Suppose you had a theory that a disaster of some type might someday cause a release of radiation at a U.S. nuclear power plant, leading to thousands of deaths. But suppose you also had a historical record showing that similar disasters had not caused deadly releases of radiation.
Which should you trust? The theory or the actual history?
As a rule, it's wiser to go with history.
Well, the historical record of nuclear power in the United States shows that it has been produced safely and responsibly. So we believe that TVA's plan to complete an idled reactor at Bellefonte Nuclear Plant, near Scottsboro, Ala., southeast of Chattanooga, is sensible.

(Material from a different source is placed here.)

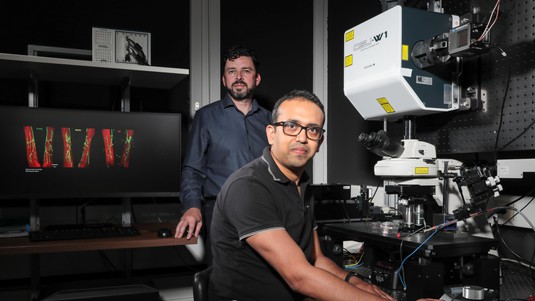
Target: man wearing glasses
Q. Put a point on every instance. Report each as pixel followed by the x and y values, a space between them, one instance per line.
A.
pixel 264 237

Assuming TVA gets approval for the project, the Bellefonte reactor will generate enough power to supply 750,000 homes. In addition, it will produce none of the "greenhouse gases" that environmental activists blame for global warming. That's important in a time when heavy federal regulation is restricting our nation's ability to use coal - which releases greenhouse gases - to make electricity.

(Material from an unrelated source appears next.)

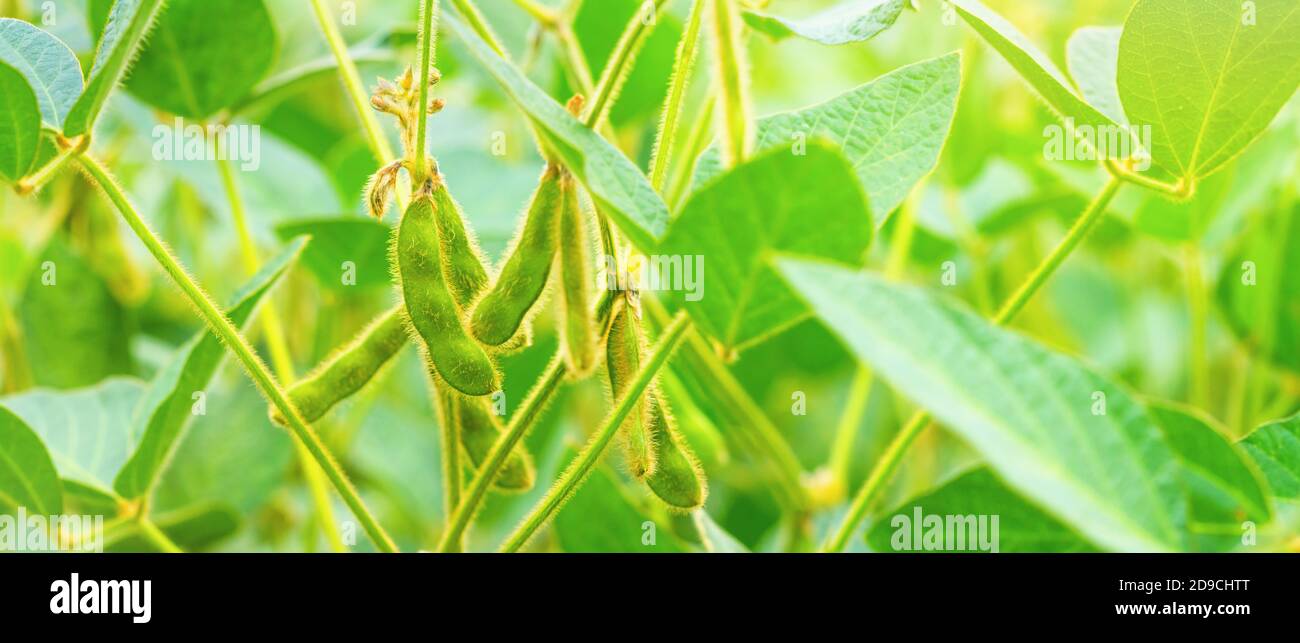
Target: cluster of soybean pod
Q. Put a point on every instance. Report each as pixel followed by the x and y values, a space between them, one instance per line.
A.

Nevertheless, we understand the fears some people have about nuclear power. It produces radioactive waste that must be safely stored long term.

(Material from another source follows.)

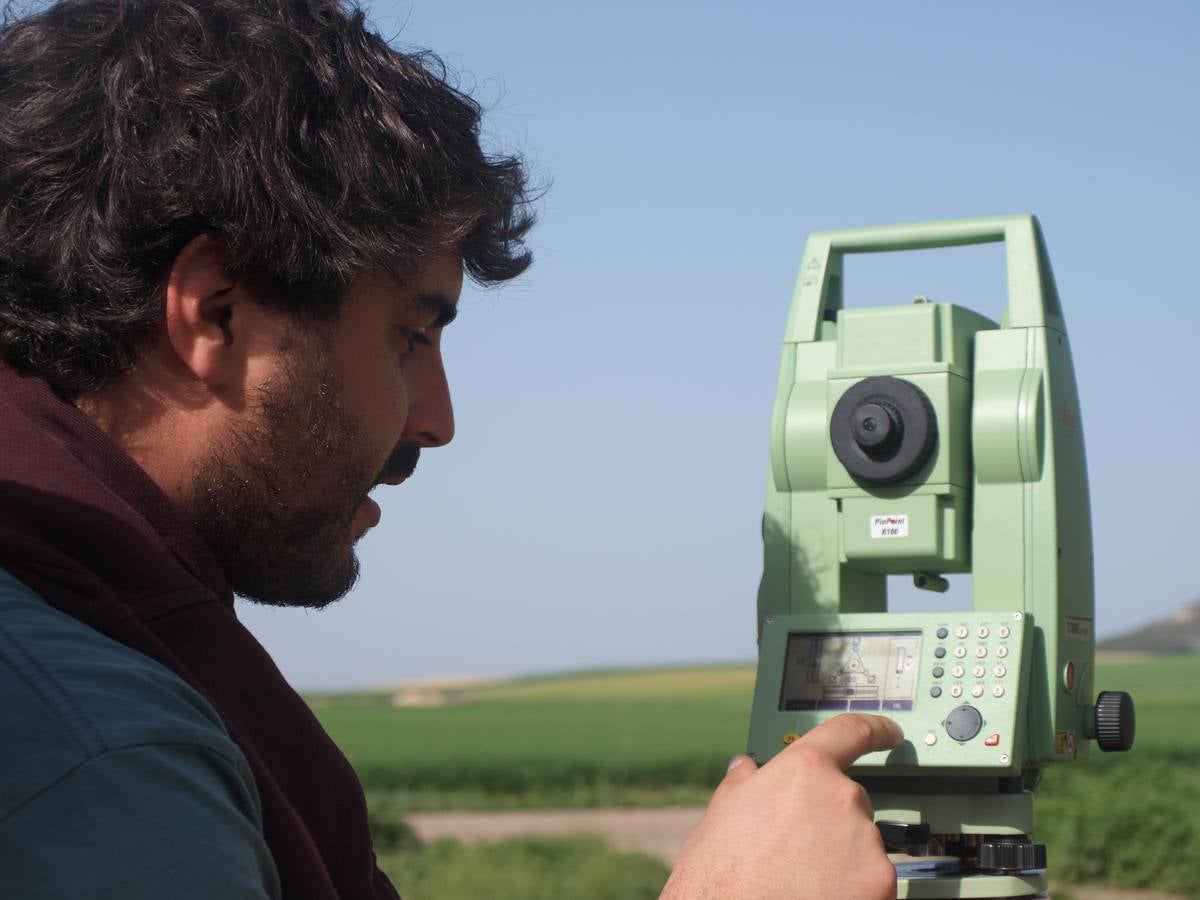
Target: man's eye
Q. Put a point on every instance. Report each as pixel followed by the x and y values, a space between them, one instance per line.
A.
pixel 411 337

Because of those and other legitimate concerns, no one need apologize for insisting that nuclear power generation be closely monitored to ensure its safety.
But looking at the long track record of safe nuclear energy production by TVA and by other utilities around the country, we do not see indications that TVA will be unable to operate Bellefonte safely. The United States' worst nuclear "disaster" was at Three Mile Island in 1979 - but no one died or was seriously hurt in that incident.
Some have raised issues surrounding the nuclear facility in Japan that was damaged by an incredibly powerful earthquake and tsunami in March. Those worries are understandable. But often left out of the discussion on the disaster in Japan is the fact that not a single person has died from radiation as a result. The quake and the tsunami tragically claimed thousands of lives, but radiation from the damaged plant hasn't claimed one.
Far from being a reason to drop nuclear power, the events in Japan suggest that nuclear power can be a safe, reasonable means to meet a country's energy needs.
In fact, Japan was on track to produce more than half its electricity with nuclear power by 2030. But regrettably, Japan's prime minister is now pushing for his country to drop construction of nuclear power plants and eventually to eliminate all nuclear power production there. That seems like a gross overreaction, since radiation didn't kill anyone in the wake of Japan's tsunami and quake.
And how Japan will be able to meet its energy needs without nuclear power is unclear. When Germany recently took some of its nuclear plants off-line in response to the problems in Japan, Germany immediately became a net importer, rather than a net exporter, of energy. Its energy exports to the Netherlands and Switzerland stopped, and imports of electricity from France doubled. That means higher energy costs for German individuals and businesses.
Japan and Germany obviously are entitled to set their own policies on nuclear energy production. But it would be extremely ill advised for the United States to follow their lead by slow-walking - much less abandoning - the production of reliable, plentiful nuclear power.